Advisory board

Shirin Neshat & Shoja Azari

Shyrin and Shoja’s view on postcapitalism. – A contribution to mέta.

“We have now sunk to a depth at which restatement of the obvious is the first duty of intelligent men.”
George Orwell

We have arrived at crossroads, facing the abyss on one side and the possibility of rebirth on the other. The future of capitalism is the abyss. It has already begun its plunge into mania, turbocharging at neck break speed, the destruction of the natural world, and fragmentation of the human spirit. At this juncture, alienation of our labor and our commodified living will feel nostalgic as we enter a simulated world, where we will be mere aliens in a world that belongs to the machines and their owners.  As we know it, the dominant art and culture are co-opted, lost their vanguard spirit, and have become means of production of illusion, worship of celebrity, greed, competition, and careerism. They will soon function as stimulants to some pleasure center buried in the depth of our alien souls. We’ll be slaves in the orgies of bread and circuses, worshiping the so-called rational Gods of science and technology and looking with awe at our superhuman masters’ biologically augmented Pharaohs. Never before the fall into the abyss has been so evident and tangible as capitalism enters its final race.

Yet, through its contradictions, historical capitalism has opened up another possibility, that of the birth of a new social order, perhaps a painful birth, but the real potentiality of new dawn nonetheless. Never before, the human material condition has been favorable to imagine and build a social and existential world where humans live in peace and harmony with each other and nature. Art and culture must be a vehicle of such imagination and possibility. It should inspire us with wonderment and awe at the very mystery of being and what really matters. We, humans, are storytellers and hence capable of writing a new tale for our destiny.


Shirin Neshat is an Iranian-born artist and filmmaker living in New York. Neshat works with the mediums of photography, video and film. Neshat has held numerous solo exhibitions at galleries and museums worldwide, including the Museo Correr in Venice, Italy; the Hirshhorn Museum and Sculpture Garden, Washington D.C.; Detroit Institute of the Arts; the Serpentine Gallery, London. A major retrospective of her work, “Shirin Neshat: I Will Greet The Sun Again,” was recently held at The Broad Museum, Los Angeles and is currently on view at The Modern Art Museum of Fort Worth. Neshat has been the recipient of the Golden Lion Award – the First International Prize at the 48thVenice Biennial (1999), The Davos World Economic Forum’s Crystal Award (2014), and the Praemium Imperiale (2017). Neshat has directed two feature-length films, Women Without Men (2009), which received the Silver Lion Award for Best Director at the 66th Venice International Film Festival, and Looking For Oum Kulthum (2017). In 2017, Neshat also directed her first opera, AIDA at the Salzburg Music Festival, in Austria. Shirin Neshat is represented by Gladstone Gallery, New York and Brussels and Goodman Gallery, London, Johannesburg, and Cape Town.

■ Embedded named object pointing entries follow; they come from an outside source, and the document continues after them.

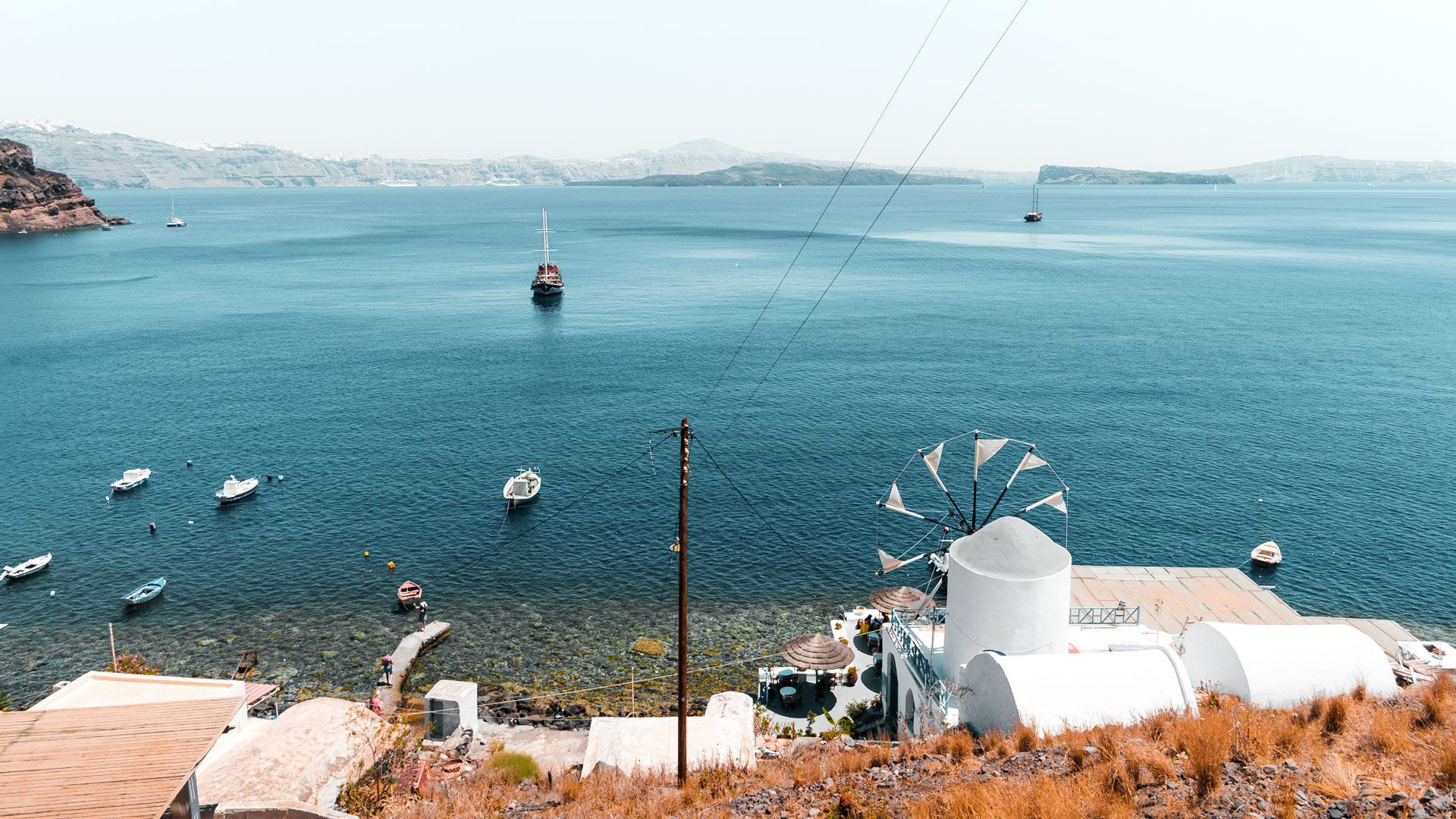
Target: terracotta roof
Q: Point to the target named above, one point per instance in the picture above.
(114, 761)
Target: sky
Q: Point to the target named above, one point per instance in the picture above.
(1156, 85)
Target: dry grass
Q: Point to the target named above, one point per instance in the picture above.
(1340, 746)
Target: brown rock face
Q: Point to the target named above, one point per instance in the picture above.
(42, 200)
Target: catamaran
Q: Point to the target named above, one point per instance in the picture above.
(522, 488)
(548, 276)
(130, 480)
(175, 221)
(1034, 215)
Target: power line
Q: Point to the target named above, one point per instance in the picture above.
(748, 503)
(944, 120)
(873, 129)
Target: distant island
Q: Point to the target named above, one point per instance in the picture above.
(769, 174)
(34, 199)
(1068, 175)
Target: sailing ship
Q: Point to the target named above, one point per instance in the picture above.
(175, 221)
(1034, 215)
(522, 488)
(548, 276)
(957, 518)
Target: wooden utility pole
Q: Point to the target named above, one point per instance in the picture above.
(682, 613)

Shoja Azari is an Iranian born filmmaker and visual artist who lives and works in New York. Azari’s feature films, “K,” “Windows,” “Women Without Men,” and “Simple Little Lives” have been screened widely at film festivals around the world. “Women Without Men” Co-Directed with the renowned, filmmaker, visual artist Shirin Neshat, brought the directors the highly prestigious award of the Silver lion (Best Director) at the 2009 Venice international film festival. Azari’s art works are in major collections, including (LACMA) La County Museum of art, (MOCA) Museum of Contemporary Art, Los Angeles, (MUSAC) The Museo de Arte Contemporáneo de Castilla y León among others. Shoja Azari and Shirin Neshat’s most recent feature film collaboration is “Land of Dreams” expected to be released late 2021 and “Looking For Oum Kulthum” which was widely released in 2017. “Badria”, Azari’s own latest feature film, was shot in Morocco in 2018 in collaboration with the young filmmaker Rodin Hamidi.